The idea of a feature team is that it is a cross-functional team with all of the skills needed to deliver any given feature. To build one of these teams, you need to start with identifying what skills are used to create features. I'd usually recommend asking the teams. For a web product, the list would probably look something like:
graphic design, html/css, java/python/c#/whatever language, database
administration, [other domain knowledge areas for your company]
From here, you want to ask team members to rank themselves in each of these skills. Usually I use a scale something like this:
0 - no knowledge/experience
1 - beginner - someone should look over my work
2 - proficient - able to effectively work alone on most tasks
3 - expert - can take hard tasks and mentor others
Now you can take any team and see if they have gaps (nobody with a 2+ in a skill) or bottlenecks (only 1 person with a 2+ in a skill). If you want to reform your people into feature teams, just ask them to self-organize into groups that have no gaps or bottlenecks (you may decide some bottlenecks are ok for infrequently used skills).
Congratulations. Now you have teams that can all work on any given feature as needed.
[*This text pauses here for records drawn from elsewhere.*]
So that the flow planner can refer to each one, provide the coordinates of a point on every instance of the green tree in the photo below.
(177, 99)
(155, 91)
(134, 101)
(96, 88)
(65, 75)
It is worth noting that something it makes sense to break your product down into areas and then the teams may work in one or two product areas, but this is usually reserved for incredibly large products (like Microsoft Office) or products where different areas have radically different skill sets (as an example, I worked in a datacenter company where some teams were building a web application and other teams were building customer storage hardware).